Dr. Peter Lax's Lectures

The Computation of Compressible Flows
Monday, November 15, at 1:15pm, in 499 DSL (refreshments to be served at 12:45 pm)

Abstract: In the last 50 years mathematicians, physicists and engineers have devoted much effort to the computation of flows of compressible gas that are of theoretical or practical interest.This is a challenging problem, for such flows inevitably contain shocks.In this talk I will describe an approach taken by Z D Liu and the speaker that exploits the symmetric nature of the equations governing compressible flow, and give some examples of successful computations.

This talk is meant for those interested in computational fluid dynamics.
The Paradox of Education - PUBLIC LECTURE
Wednesday, November 17, 4:00pm, in Werkmeister Reading room - 116 Dodd Hall (refreshments to be served at 3:30 pm).

Parking will be available beginning at 3:00 p.m. on November17. The lot is located at the corner of Pensacola and Copeland Streets (entering the lot off of Pensacola Street, which is a one-way street).

Abstract: The paradox is that science and mathematics are developing with leaps and bounds at more than exponential rate. Does that mean that what we teach in high school and college is falling behind by leaps and bounds? Not necessarily; for, as Hilbert had observed, new discoveries bring simpler methods and new points of view which replace the older, more cumbersome ones.This is equally true in mathematical education; I will illustrate this with many examples in algebra and geometry.

The basic sciences, physics, chemistry, biology have revised drastically their high school and college curricula.
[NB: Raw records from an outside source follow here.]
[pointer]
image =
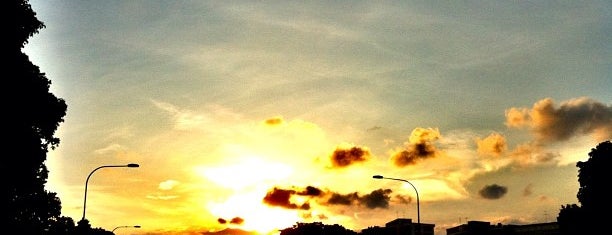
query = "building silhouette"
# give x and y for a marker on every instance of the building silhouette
(400, 226)
(485, 228)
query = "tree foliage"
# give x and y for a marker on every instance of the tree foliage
(33, 115)
(592, 177)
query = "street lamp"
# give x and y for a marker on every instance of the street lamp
(131, 165)
(126, 226)
(417, 193)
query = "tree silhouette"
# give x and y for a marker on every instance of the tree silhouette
(32, 115)
(593, 180)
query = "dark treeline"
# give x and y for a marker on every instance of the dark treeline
(34, 114)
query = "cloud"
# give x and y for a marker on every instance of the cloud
(579, 116)
(237, 220)
(528, 190)
(420, 146)
(494, 145)
(282, 197)
(530, 154)
(343, 199)
(168, 184)
(493, 191)
(274, 121)
(343, 157)
(376, 199)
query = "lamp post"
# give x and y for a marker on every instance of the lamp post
(126, 226)
(131, 165)
(417, 193)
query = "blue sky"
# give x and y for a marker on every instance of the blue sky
(222, 102)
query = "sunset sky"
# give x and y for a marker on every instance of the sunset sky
(260, 114)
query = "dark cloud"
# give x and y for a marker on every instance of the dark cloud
(343, 199)
(237, 220)
(282, 197)
(345, 157)
(528, 190)
(493, 191)
(274, 121)
(403, 200)
(419, 147)
(578, 116)
(376, 199)
(494, 144)
(311, 191)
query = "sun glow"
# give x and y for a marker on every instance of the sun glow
(249, 179)
(248, 172)
(256, 216)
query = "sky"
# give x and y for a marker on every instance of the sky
(256, 115)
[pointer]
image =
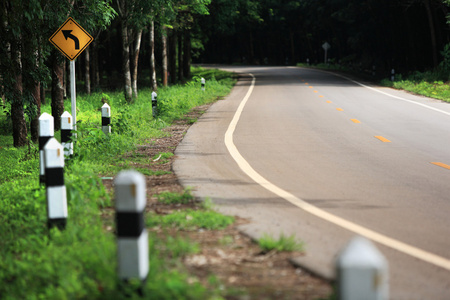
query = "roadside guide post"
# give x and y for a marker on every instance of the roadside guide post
(203, 83)
(326, 47)
(154, 104)
(132, 236)
(66, 133)
(54, 181)
(46, 132)
(362, 272)
(106, 119)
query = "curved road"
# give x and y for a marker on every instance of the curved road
(326, 158)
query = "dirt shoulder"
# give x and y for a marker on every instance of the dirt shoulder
(239, 264)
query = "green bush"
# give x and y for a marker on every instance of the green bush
(80, 261)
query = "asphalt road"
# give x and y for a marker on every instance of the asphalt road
(323, 157)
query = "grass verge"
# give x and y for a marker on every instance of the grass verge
(80, 261)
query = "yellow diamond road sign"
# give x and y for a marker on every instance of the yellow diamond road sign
(71, 39)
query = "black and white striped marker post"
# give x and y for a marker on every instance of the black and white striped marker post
(203, 83)
(106, 119)
(46, 132)
(154, 104)
(66, 133)
(362, 272)
(54, 180)
(132, 236)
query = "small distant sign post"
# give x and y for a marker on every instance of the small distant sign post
(326, 47)
(71, 39)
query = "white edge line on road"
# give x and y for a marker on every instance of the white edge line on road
(370, 234)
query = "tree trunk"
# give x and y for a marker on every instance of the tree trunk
(34, 126)
(87, 76)
(36, 96)
(173, 57)
(126, 62)
(95, 65)
(135, 56)
(17, 113)
(164, 54)
(152, 56)
(432, 32)
(187, 55)
(57, 89)
(180, 56)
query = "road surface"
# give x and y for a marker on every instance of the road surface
(318, 155)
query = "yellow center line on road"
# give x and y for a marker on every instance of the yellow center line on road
(441, 165)
(244, 165)
(383, 139)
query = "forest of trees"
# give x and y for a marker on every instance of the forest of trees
(402, 34)
(158, 39)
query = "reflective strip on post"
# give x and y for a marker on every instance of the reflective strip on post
(106, 118)
(66, 133)
(54, 180)
(132, 237)
(154, 104)
(203, 83)
(362, 272)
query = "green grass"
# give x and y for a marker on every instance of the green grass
(283, 243)
(434, 89)
(80, 261)
(175, 198)
(191, 220)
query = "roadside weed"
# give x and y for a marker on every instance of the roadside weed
(191, 220)
(175, 198)
(283, 243)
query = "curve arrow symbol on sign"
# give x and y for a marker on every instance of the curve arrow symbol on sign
(68, 34)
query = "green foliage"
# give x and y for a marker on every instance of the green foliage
(80, 261)
(426, 84)
(445, 64)
(176, 198)
(191, 220)
(268, 243)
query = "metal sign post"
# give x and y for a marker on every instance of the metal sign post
(71, 39)
(73, 95)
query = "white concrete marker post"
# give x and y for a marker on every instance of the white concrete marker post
(362, 272)
(54, 180)
(203, 83)
(66, 133)
(46, 132)
(132, 237)
(154, 104)
(106, 119)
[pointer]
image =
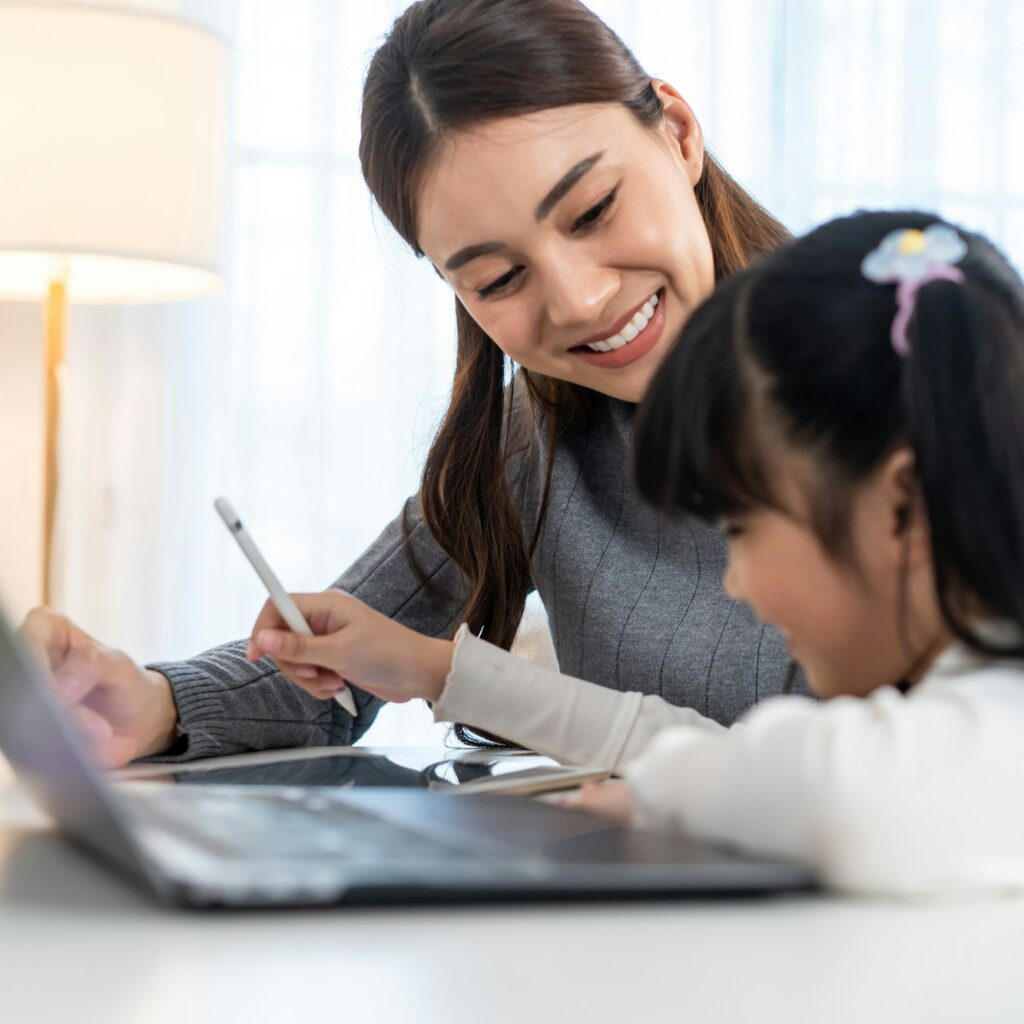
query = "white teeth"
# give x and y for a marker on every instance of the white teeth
(640, 320)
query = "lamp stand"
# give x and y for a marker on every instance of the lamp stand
(55, 330)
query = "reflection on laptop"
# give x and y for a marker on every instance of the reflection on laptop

We mathematicians should follow their example.
Degenerate Symmetric Matrices
Friday, November 19, at 3:30 pm, in 101 LOV

Abstract: A real symmetric matrix is called degenerate by physicists if it has a multiple eigenvalue. Wigner and von Neumann have shown long ago that the degenerate matrices form a variety of codimension two in the space of all real symmetric matrices. This explains the phenomenon of "avoidance of crossing" in one-parameter families of symmetric matrices.On the other hand degeneration is characterized by the vanishing of the discriminant; this is a single equation for the entries of the matrix. In this talk I investigate the representation of the discriminant as a sum of squares.

In the second part of the talk I show that some two-parameter linear families of real symmetric matrices always contain a degenerate one. This result is of importance in optics and other branches of mathematical physics.

This talk is meant for a general mathematical audience; no special knowledge is required.